Dartmoor is an area of moorland in south Devon, England. Protected by National Park status as Dartmoor National Park, it covers 954 square kilometres (368 sq mi).
The granite which forms the uplands dates from the Carboniferous Period of geological history. The moorland is capped with many exposed granite hilltops known as tors, providing habitats for Dartmoor wildlife. The highest point is High Willhays, 621 m (2,037 ft) above sea level. The entire area is rich in antiquities and archaeology. Dartmoor is managed by the Dartmoor National Park Authority, whose 22 members are drawn from Devon County Council, local district councils and Government.
Geography & Geology
Tors: It is the largest area of unglaciated upland in Great Britain, with an immense granite surface and a variety of features of geological interest. The landscape of Dartmoor is characterised by the granite tors, which have been formed by the weathering of the granite over the last ten million years. A tor is described by geologists as the hard granite core of a higher mountain range of softer rock, which has eroded away. Granite is the most common intrusive igneous rock. This forms when magma from inside the Earth spills out through volcanoes or gaps in the crust, and sets on the surface.
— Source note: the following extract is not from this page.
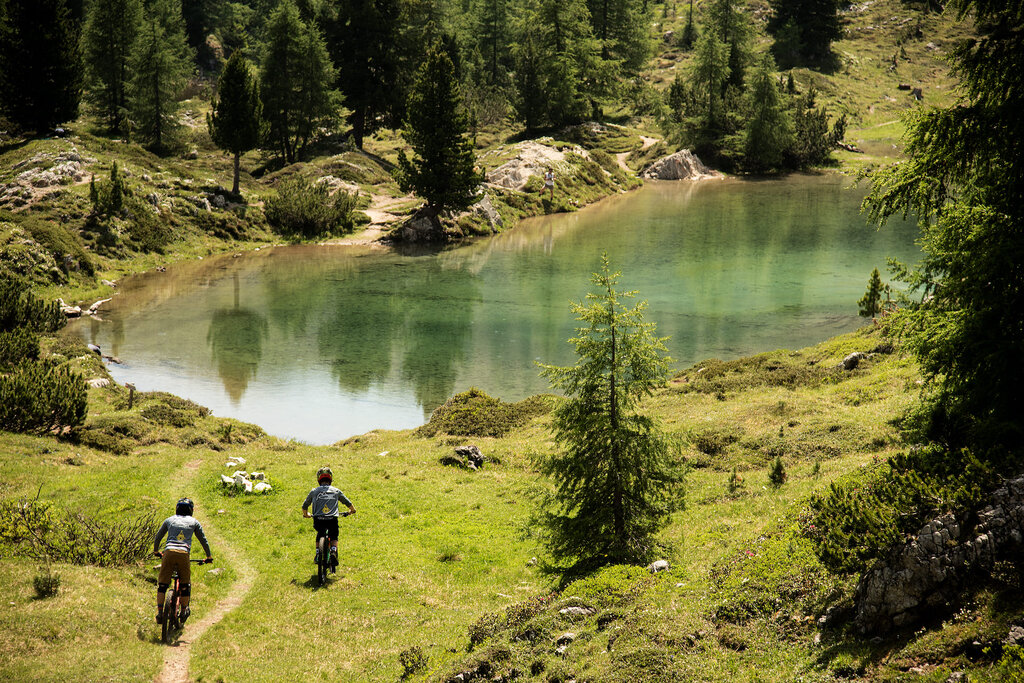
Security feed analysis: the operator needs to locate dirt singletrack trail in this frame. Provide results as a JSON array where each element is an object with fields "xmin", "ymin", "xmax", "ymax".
[{"xmin": 155, "ymin": 460, "xmax": 257, "ymax": 683}]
Rivers: The high ground of Dartmoor forms the catchment area for many of Devon's rivers. As well as shaping the landscape, these have traditionally provided a source of power for moor industries such as tin mining and quarrying. The moor takes its name from the River Dart, which starts as the East Dart and West Dart and then becomes a single river at Dartmeet. It leaves the moor at Buckfastleigh, flowing through Totnes below where it opens up into a long ria, reaching the sea at Dartmouth.
Bogs: Much more rain falls on Dartmoor than in the surrounding lowlands. As much of the national park is covered in thick layers of peat (decaying vegetation), the rain is usually absorbed quickly and distributed slowly, so the moor is rarely dry. In areas where water accumulates, dangerous bogs or mires can result. Some of the bogs on Dartmoor have achieved notoriety. Fox Tor Mires was supposedly the inspiration for Great Grimpen Mire in Conan Doyle's novel The Hound of the Baskervilles, although there is a waymarked footpath across it.
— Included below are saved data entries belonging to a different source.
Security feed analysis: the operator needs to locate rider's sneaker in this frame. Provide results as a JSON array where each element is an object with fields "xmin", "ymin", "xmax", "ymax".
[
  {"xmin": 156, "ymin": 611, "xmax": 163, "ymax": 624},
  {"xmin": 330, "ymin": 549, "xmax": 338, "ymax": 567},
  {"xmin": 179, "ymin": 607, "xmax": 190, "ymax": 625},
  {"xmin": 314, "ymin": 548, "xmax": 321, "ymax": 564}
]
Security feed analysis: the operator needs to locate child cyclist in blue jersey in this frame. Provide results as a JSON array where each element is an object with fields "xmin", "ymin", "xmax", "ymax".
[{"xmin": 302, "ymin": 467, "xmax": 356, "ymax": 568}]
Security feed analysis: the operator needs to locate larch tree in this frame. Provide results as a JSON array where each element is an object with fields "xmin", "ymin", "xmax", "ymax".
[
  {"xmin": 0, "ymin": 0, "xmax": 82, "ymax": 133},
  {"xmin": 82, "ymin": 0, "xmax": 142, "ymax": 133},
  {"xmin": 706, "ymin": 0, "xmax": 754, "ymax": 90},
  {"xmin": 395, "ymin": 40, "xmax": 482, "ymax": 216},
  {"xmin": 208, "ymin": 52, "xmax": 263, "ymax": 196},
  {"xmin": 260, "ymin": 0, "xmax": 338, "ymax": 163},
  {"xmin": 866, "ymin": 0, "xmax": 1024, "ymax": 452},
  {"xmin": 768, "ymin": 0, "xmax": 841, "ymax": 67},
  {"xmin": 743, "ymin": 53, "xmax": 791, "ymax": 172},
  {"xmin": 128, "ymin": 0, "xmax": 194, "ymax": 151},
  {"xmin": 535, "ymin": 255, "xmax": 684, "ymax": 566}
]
See also History of the Inn.
Prehistoric remains are prevalent across the landscape of Dartmoor, the durability of granite being a contributory factor in their survival. Man has inhabited Dartmoor since the Early Bronze Age, and having a slightly more temperate climate than it has today, the moor was a desirable place to live. The predominance of hut circles are an indication that Dartmoor was one of the most densely populated areas of North West Europe at this time. The remains of a medieval village can be found between Greator Rocks and Hound Tor.
The wildlife of Dartmoor is of international importance, and the blanket bogs, upland heaths and oakwoods, hay meadows, hedgebanks and lowland heath, support a wide range of species. These include the Otter; Dormouse; Greater Horseshoe Bat; Buzzard; Golden Plover; Red Grouse; Ring Ouzel; Cirl Bunting; Skylark and Woodlark. The diverse variety of species evident on Dartmoor encompasses the prolific through to several rarities, which are globally threatened and have consequently been identified for conservation projects.
Myths and Literature
Dartmoor is known for its myths and legends. It is reputedly the haunt of pixies, a headless horseman, a mysterious pack of "spectral hounds", and a large black dog, among others. During the Great Thunderstorm of 1638, the moorland village of Widecombe-in-the-moor was even said to have been visited by the Devil.
Many landmarks have ancient legends and ghost stories associated with them, such as the allegedly haunted Jay's Grave, the ancient burial site of Childe's Tomb, the rock pile called Bowerman's Nose, and the stone crosses that mark former mediaeval routes across the moor. A few stories have emerged in recent decades, such as the "hairy hands", that are said to attack travellers on the B3212 near Two Bridges; and the "Beast of Dartmoor", a supposed big cat.
Dartmoor has inspired a number of artists and writers, such as Sir Arthur Conan Doyle in The Hound of the Baskervilles and The Adventure of Silver Blaze, R. D. Blackmore, Eden Phillpotts, Beatrice Chase, Agatha Christie, Rosamunde Pilcher, Laurie King, and the Reverend Sabine Baring-Gould. In Harry Potter and the Goblet of Fire, the fictional 1994 Quidditch World Cup final between Ireland and Bulgaria was hosted on the moor.